Another ice cream brand, Jeni’s Splendid Ice Creams, also sells merchandise that reflects its brand. Having sponsored a bike team for many years, the nine-store, Columbus, Ohio–based chain decided to start selling a cycling jersey last fall.
While Jeni’s merchandise constantly changes, the chain sells T-shirts, baseball caps, a cookbook, food, ice cream products (bowls, spoons, and paddles, for example), and even one-pieces for its littlest fans.
“It all has to be consistent with what we’re trying to do as a company, which is to be a company that people can believe in,” says CEO John Lowe. “We stand for nothing but the highest quality and are dedicated to making the world a better place.”
For some companies, being true to the brand is the only part of merchandising that matters. Illegal Pete’s, a Denver-based chain of burrito restaurants, teams up with local bands to produce limited-edition pint glasses featuring both the band’s and the chain’s logos. Illegal Pete’s sells them at the bands’ restaurant shows, and all proceeds go to the band.
“We feel this is a great way to support a cause we believe in,” says marketing manager Virgil Dickerson. “We’ve got great press and word of mouth through this, and I feel we’ve gotten people into the stores that we wouldn’t have seen otherwise.” Though the brand often loses money on its merchandise, it’s enough of a marketing vehicle for that to be fairly insignificant, Dickerson says.
When Illegal Pete’s began the program in late 2011, it sold the pint glass with a beer for $10. It then decided to sell just an empty glass for $5 to lose less money on the promotion. But the change was made primarily because customers felt they were expensive. The $5 price point “seems to be easier to digest,” Dickerson says.
Illegal Pete’s has dabbled with more traditional forms of marketing, but prefers this method, he says.
“I’d rather spend our money on making pint glasses, and spend it on something that’s real and tangible and gets our fans excited about something,” he adds. The merchandise has been a huge success, he says, and the 17-year-old company sold 1,500 pint glasses in the past year, with some fans buying every new edition.
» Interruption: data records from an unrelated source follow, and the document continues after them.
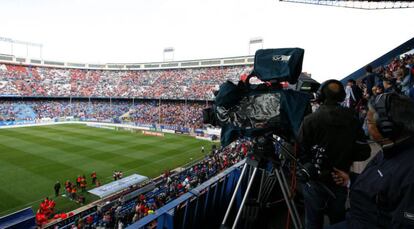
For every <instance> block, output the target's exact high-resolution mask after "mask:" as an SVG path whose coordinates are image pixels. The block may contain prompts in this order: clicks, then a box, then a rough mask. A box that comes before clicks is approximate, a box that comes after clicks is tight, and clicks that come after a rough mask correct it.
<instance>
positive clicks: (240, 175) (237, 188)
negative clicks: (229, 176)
mask: <svg viewBox="0 0 414 229" xmlns="http://www.w3.org/2000/svg"><path fill="white" fill-rule="evenodd" d="M246 168H247V163H245V164H244V166H243V169H242V172H241V173H240V177H239V180H238V181H237V185H236V188H235V189H234V192H233V196H232V197H231V200H230V203H229V206H228V207H227V211H226V214H225V215H224V219H223V222H222V223H221V225H223V226H224V225H225V224H226V221H227V218H228V217H229V214H230V210H231V206H232V205H233V202H234V200H235V199H236V195H237V191H238V190H239V187H240V184H241V182H242V180H243V176H244V173H245V172H246Z"/></svg>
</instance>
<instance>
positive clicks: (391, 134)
mask: <svg viewBox="0 0 414 229" xmlns="http://www.w3.org/2000/svg"><path fill="white" fill-rule="evenodd" d="M393 95H395V94H394V93H384V94H380V95H378V96H377V97H375V98H373V99H372V100H371V101H370V104H371V105H372V107H373V108H374V110H375V114H374V118H375V120H376V124H377V128H378V130H379V132H380V133H381V135H382V136H383V137H384V138H390V137H393V136H394V134H395V131H396V129H397V128H396V126H395V124H394V122H393V121H392V117H391V114H390V113H389V112H388V111H389V109H390V97H391V96H393Z"/></svg>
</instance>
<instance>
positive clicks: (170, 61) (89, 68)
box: [0, 54, 254, 70]
mask: <svg viewBox="0 0 414 229" xmlns="http://www.w3.org/2000/svg"><path fill="white" fill-rule="evenodd" d="M253 62H254V56H238V57H226V58H212V59H198V60H183V61H169V62H148V63H107V64H88V63H73V62H60V61H49V60H39V59H29V58H23V57H15V56H11V55H5V54H0V63H6V64H17V65H30V66H40V67H53V68H76V69H96V70H160V69H179V68H201V67H220V66H235V65H252V64H253Z"/></svg>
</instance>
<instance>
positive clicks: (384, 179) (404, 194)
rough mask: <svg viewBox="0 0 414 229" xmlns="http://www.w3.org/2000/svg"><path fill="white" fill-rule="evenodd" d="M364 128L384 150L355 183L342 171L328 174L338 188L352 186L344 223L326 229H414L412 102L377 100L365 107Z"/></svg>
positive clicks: (412, 120) (334, 225) (395, 99)
mask: <svg viewBox="0 0 414 229" xmlns="http://www.w3.org/2000/svg"><path fill="white" fill-rule="evenodd" d="M367 124H368V131H369V134H370V136H371V138H372V140H374V141H376V142H377V143H378V144H379V145H380V146H381V147H382V151H381V152H379V153H378V154H377V155H376V156H375V157H374V158H373V159H372V161H371V162H370V163H369V164H368V165H367V167H366V168H365V170H364V171H363V172H362V173H361V174H360V175H358V177H357V178H356V180H355V179H352V180H353V181H351V182H350V181H349V180H350V179H349V175H348V174H349V173H347V172H344V171H339V170H337V171H336V172H335V173H333V174H332V176H333V178H334V179H335V181H336V183H337V184H338V185H342V186H347V185H348V186H349V185H351V191H350V203H351V208H350V210H349V214H348V215H347V221H345V222H342V223H340V224H337V225H333V226H331V227H329V228H330V229H334V228H337V229H340V228H414V167H413V161H414V102H413V101H411V100H410V99H409V98H407V97H403V96H400V95H397V94H394V93H392V94H382V95H379V96H377V97H376V98H375V99H373V100H372V101H371V102H370V104H369V111H368V114H367ZM354 175H355V174H354ZM352 177H354V176H352Z"/></svg>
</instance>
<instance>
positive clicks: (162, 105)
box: [0, 99, 208, 128]
mask: <svg viewBox="0 0 414 229" xmlns="http://www.w3.org/2000/svg"><path fill="white" fill-rule="evenodd" d="M207 105H208V104H207ZM205 107H206V102H194V101H187V102H186V101H165V100H142V101H137V102H134V103H133V102H132V101H131V100H114V101H110V100H92V101H88V100H62V99H59V100H2V101H0V121H16V120H26V121H27V120H32V121H34V120H39V119H45V118H49V119H56V118H61V117H74V118H79V119H82V120H93V121H108V122H111V121H114V120H118V121H124V122H133V123H138V124H162V125H168V126H180V127H190V128H201V127H202V109H203V108H205Z"/></svg>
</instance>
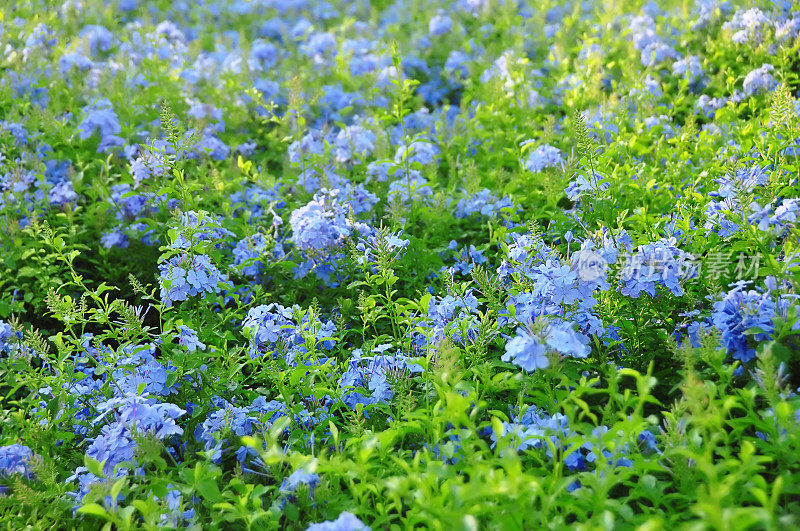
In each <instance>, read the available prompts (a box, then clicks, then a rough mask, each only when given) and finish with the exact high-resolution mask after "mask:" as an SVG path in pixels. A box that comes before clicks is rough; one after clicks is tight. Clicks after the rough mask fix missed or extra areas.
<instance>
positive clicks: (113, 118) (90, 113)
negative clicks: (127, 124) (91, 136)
mask: <svg viewBox="0 0 800 531" xmlns="http://www.w3.org/2000/svg"><path fill="white" fill-rule="evenodd" d="M83 112H84V118H83V120H82V121H81V123H80V124H79V125H78V136H79V137H80V138H81V139H82V140H86V139H87V138H89V137H90V136H92V135H93V134H94V133H95V131H96V132H99V134H100V146H99V147H98V148H97V151H98V153H104V152H106V151H108V150H109V149H111V148H114V147H122V145H123V144H124V143H125V141H124V140H122V138H120V137H119V136H117V135H119V133H120V132H121V131H122V128H121V127H120V125H119V119H118V118H117V114H116V113H115V112H114V107H113V106H112V105H111V102H110V101H108V100H107V99H105V98H101V99H97V100H94V101H93V102H91V103H90V104H89V105H87V106H86V107H84V109H83Z"/></svg>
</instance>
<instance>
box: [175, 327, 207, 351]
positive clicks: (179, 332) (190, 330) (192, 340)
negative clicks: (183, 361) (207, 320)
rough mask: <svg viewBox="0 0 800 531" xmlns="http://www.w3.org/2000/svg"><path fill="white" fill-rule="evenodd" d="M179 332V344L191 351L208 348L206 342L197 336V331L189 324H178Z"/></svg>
mask: <svg viewBox="0 0 800 531" xmlns="http://www.w3.org/2000/svg"><path fill="white" fill-rule="evenodd" d="M178 332H179V333H178V344H179V345H182V346H184V347H186V350H188V351H189V352H194V351H195V350H197V349H198V348H199V349H200V350H205V349H206V345H205V343H203V342H201V341H200V340H199V339H198V338H197V332H196V331H194V330H192V329H191V328H189V327H188V326H183V325H180V326H178Z"/></svg>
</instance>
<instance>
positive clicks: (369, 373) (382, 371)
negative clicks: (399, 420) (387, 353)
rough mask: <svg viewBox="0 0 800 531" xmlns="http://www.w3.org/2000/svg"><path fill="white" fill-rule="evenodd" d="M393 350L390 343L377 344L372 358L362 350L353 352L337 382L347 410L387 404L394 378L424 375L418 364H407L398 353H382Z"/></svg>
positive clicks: (389, 397)
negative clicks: (416, 374)
mask: <svg viewBox="0 0 800 531" xmlns="http://www.w3.org/2000/svg"><path fill="white" fill-rule="evenodd" d="M392 348H393V347H392V345H391V344H384V345H379V346H377V347H375V349H373V353H374V355H372V356H369V355H366V356H365V355H364V352H363V351H362V350H361V349H355V350H353V352H352V354H351V355H350V360H349V361H348V365H347V370H346V371H345V372H344V373H342V376H341V378H340V379H339V388H340V390H341V391H342V392H343V395H342V401H343V402H344V403H345V404H346V405H347V406H348V407H350V408H352V409H356V406H357V405H358V404H363V405H364V406H370V405H374V404H377V403H380V402H388V401H389V400H391V399H392V397H393V396H394V392H393V390H392V383H393V382H394V381H395V380H396V379H399V378H407V377H408V376H410V375H412V374H417V373H421V372H423V370H424V369H423V368H422V366H421V365H419V364H417V363H413V362H409V358H408V357H406V356H405V355H404V354H403V353H402V352H400V351H397V352H396V353H395V354H394V355H387V354H384V352H386V351H387V350H390V349H392Z"/></svg>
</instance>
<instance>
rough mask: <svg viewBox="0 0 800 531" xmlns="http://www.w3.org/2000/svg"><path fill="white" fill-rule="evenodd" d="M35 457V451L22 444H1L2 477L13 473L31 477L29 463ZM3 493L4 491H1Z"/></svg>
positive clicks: (0, 464) (1, 471)
mask: <svg viewBox="0 0 800 531" xmlns="http://www.w3.org/2000/svg"><path fill="white" fill-rule="evenodd" d="M32 458H33V452H32V451H31V449H30V448H28V447H27V446H24V445H22V444H12V445H9V446H0V477H2V476H10V475H11V474H21V475H23V476H25V477H31V476H32V475H33V474H32V473H31V471H30V468H29V465H30V462H31V459H32ZM0 494H2V491H0Z"/></svg>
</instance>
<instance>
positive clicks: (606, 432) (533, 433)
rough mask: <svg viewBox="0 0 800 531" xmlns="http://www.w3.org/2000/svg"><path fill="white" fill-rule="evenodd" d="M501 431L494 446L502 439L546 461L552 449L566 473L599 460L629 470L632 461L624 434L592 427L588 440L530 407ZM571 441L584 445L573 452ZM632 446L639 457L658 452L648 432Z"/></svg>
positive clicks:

“We’re doing something real, connecting with something we believe in. The bands have fans—and we have fans—that are passionate about what we’re doing,” Dickerson says. “In the end, people will see the glasses every day [in their house] and maybe when people come over, they’ll see our name, too.”
But for many other brands, revenue is the true endgame. Dickey’s Barbecue Pit plans for its merchandise sales to explode this year, and president and CEO Roland Dickey Jr. sees it as not only a marketing opportunity, but also a great revenue booster. “It’s such an easy way to add incremental revenue streams without adding overhead,” he says.
The 71-year-old, Dallas-based brand has been selling barbecue sauce and rib spice for the past 20 years in its stores, and started ramping up its product mix with T-shirts, baseball caps, and a cookbook last year.
The company also sells branded whole honey-baked hams, turkeys, briskets, and spicy Cheddar sausages. The items were tested in two stores and have now rolled out to 120 of the chain’s 315 restaurants.
Dickey’s restaurants already sold meats by the pound, but including the whole meats “allows us another avenue to serve our customers who are catering events on a larger scale or for the holidays,” Dickey says.
“I don’t have to add one penny of extra overhead to sell you that product,” he says. “It’s great business for us and a new way for customers to use us.”